The very qualities that the Jewish people have always stood for in 
America and worldwide, standing up against oppression, injustice, and 
for civil and human rights, has been obliterated in Israel due to the 
philosophy known as Zionism.

Zionism is not Judaism. Like Nazism, Zionism is a warped right wing 
political movement and philosophy that is racist, supremacist, and 
xenophobic. Both philosophies destroyed the best qualities of their 
respective societies and cultures. Nazism and Zionism relied on war, 
terrorism, murder, and ethnic cleansing to steal land from the native 
inhabitants, as did the Boers in South Africa, and the Europeans in 
the Americas.

The American settlers and military in what is now the United States 
engaged in genocide of the Native Americans. The Nazi regime in 
World War II used genocide as a policy, and now the Jewish people 
of Israel, their political, and military leaders are in the process of 
exterminating the Palestinian people.

In 1948 David Ben-Gurion said "We must use terror, assassination, 
intimidation, land confiscation, and the cutting of all social services 
to rid the Galilee of its Arab population."

Is this just? Is this not ethnic cleansing?

"All of the killed, with very few exceptions, were old men,
women or children. The dead we found were all unjust victims,
and none of them had died with a weapon in their hands."
--Eliyahu Arieli, Haganah member who arrived at Deir Yassin
shortly after the massacre, O Jerusalem, Collins and Lapierre, 1972.

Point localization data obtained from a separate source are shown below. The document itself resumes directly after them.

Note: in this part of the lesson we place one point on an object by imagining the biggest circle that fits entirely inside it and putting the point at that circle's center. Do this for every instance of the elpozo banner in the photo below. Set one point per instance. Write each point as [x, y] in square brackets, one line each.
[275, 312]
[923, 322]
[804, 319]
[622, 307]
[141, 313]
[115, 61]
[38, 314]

Is this just? Is this not genocide?

The state now known as Israel came into existence by massacre 
upon massacre, atrocity after atrocity. The country was built on 
Ethnic Cleansing and Genocide.

Yah Vashem is dedicated to the remembrance of the Holocaust.
Yah Vashem is described as a ‘World Center for Holocaust
Research, Documentation, Education and Commemoration.’

Yet, the museum exists in an a land that has been largely ethnically
cleansed of the Palestinian people who had lived there in peace with
Jews and Christians for centuries, until the Zionist came.

Despite your best intentions, your museum exists in a city and country
in which the Zionist, Apartheid regime is waging a war of genocide 
upon the the Palestinian people. Collective punishment, nightly raids 
into houses, torture, and destruction of the Gaza population is public 
policy. This is the environment in which your museum exists.

I ask you, is it not entirely hypocritical to have a Holocaust museum 
open in a city and country that has been ethnically cleansed?

Is it not odd and shameful to have a Holocaust museum open while 
your leaders are in the business of exterminating the indigenous 
Palestinian people?

What the Zionist regime did and is doing to the Palestinian people, 
especially in Gaza is what the German Army once did to the Jews of
the Warsaw Ghetto. And, there were tunnels in the Warsaw Ghetto too.

As the Jews of the Warsaw Ghetto resisted their oppression so do the 
Palestinians in Gaza. Both sides had and have the right to self-
determination just as native South Africans did under Apartheid.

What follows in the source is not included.